We can see that Sales has a high negative correlation with no. of competitors and positive correaltion with no. of accounts. But as Sales will be our dependent variable, that is not an issue.

2) For performing stepwise regression based on AIC value, stepAIC function be used from the MASS package.

model <- lm(Sales ~ . , data = InputData)
library(MASS)
step <- stepAIC(model, direction = "forward")
step$anova

Stepwise Model Path
Analysis of Deviance Table

Initial Model:
Sales ~ AdvDollars + NoOfAccounts + NoOfCompetitors + MarketPotential

Final Model:
Sales ~ AdvDollars + NoOfAccounts + NoOfCompetitors + MarketPotential


Step Df Deviance Resid. Df Resid. Dev AIC
1 21 1934.712 122.0501

According to forward selection, all the 4 variables are included in the model.

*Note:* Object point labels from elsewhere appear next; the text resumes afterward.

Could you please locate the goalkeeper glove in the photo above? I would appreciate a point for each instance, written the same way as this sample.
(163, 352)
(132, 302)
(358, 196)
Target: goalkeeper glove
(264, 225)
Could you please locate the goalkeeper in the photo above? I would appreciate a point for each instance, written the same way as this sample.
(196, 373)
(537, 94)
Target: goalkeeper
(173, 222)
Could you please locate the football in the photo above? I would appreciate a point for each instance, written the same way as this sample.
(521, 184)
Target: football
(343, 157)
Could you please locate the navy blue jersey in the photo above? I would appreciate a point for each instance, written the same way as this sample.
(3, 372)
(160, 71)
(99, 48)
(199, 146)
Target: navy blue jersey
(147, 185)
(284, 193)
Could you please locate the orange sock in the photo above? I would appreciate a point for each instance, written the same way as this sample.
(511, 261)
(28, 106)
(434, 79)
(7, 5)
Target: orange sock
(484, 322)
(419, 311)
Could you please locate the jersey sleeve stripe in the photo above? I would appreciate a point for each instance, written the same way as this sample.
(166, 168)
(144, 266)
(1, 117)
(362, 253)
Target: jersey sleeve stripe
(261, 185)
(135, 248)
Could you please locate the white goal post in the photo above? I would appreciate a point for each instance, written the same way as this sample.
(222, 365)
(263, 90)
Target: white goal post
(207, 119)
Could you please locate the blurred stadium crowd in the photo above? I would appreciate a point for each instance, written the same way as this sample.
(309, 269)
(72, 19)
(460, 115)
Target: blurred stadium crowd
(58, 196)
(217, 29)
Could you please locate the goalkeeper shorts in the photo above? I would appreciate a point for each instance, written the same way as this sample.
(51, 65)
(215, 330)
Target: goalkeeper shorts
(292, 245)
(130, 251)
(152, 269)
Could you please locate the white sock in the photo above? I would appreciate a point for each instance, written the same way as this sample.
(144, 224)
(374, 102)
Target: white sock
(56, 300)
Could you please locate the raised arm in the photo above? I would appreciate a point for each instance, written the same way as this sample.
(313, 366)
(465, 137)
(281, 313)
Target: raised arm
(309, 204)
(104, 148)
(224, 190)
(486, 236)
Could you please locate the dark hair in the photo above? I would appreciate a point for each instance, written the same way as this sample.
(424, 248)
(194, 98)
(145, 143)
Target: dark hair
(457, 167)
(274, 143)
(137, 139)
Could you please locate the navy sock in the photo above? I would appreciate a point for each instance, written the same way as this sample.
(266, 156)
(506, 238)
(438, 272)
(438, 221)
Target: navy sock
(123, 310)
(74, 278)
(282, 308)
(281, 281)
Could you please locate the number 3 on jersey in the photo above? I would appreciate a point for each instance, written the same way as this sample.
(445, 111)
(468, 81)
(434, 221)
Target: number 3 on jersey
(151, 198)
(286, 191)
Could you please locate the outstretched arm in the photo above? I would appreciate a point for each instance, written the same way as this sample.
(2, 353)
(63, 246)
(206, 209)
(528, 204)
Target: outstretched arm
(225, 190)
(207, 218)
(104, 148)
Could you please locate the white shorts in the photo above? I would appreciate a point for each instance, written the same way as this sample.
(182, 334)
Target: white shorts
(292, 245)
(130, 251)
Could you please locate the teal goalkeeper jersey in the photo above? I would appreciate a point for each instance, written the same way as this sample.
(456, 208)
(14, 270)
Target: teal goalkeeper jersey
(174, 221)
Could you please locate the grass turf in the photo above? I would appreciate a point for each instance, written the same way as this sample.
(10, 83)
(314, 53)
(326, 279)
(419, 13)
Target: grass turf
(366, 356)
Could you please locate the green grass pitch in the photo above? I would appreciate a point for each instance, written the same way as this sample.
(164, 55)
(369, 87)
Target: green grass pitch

3) We can check the coefficients and the associated p values for each of the predictors using summary function

Call:
lm(formula = Sales ~ ., data = InputData)

Residuals:
Min 1Q Median 3Q Max
-19.0848 -5.9771 0.8958 6.5712 14.7982

Coefficients:
Estimate Std. Error t value Pr(>|t|)
(Intercept) 178.3428 12.9522 13.769 5.54e-12 ***
AdvDollars 1.8046 1.0804 1.670 0.110
NoOfAccounts 3.3178 0.1628 20.381 2.57e-15 ***
NoOfCompetitors -21.1853 0.7874 -26.904 < 2e-16 ***
MarketPotential 0.3240 0.4675 0.693 0.496
---
Signif. codes: 0 ‘***’ 0.001 ‘**’ 0.01 ‘*’ 0.05 ‘.’ 0.1 ‘ ’ 1

Residual standard error: 9.598 on 21 degrees of freedom
Multiple R-squared: 0.9892,   Adjusted R-squared: 0.9871
F-statistic: 479.7 on 4 and 21 DF, p-value: < 2.2e-16

F statistic is significant which means overall the model is better than a null model.

The variables AdvDollars and MarketPotential are not statistically significant. NoOfAccounts and NoOfCompetitors are significant variables.

The regression equation will be:

Sales = 178.3428 + 1.8046*AdvDollars +3.3178*NoOfAccounts - 21.1853*NoOfCompetitors + 0.3240*MarketPotential

4) Interpretation of cofficients is as follows:

For every added account, Sales increase by 3.3178 thousands of dollars

For every comeptitor added, Sales goes down by 21.18 thousands of dollars.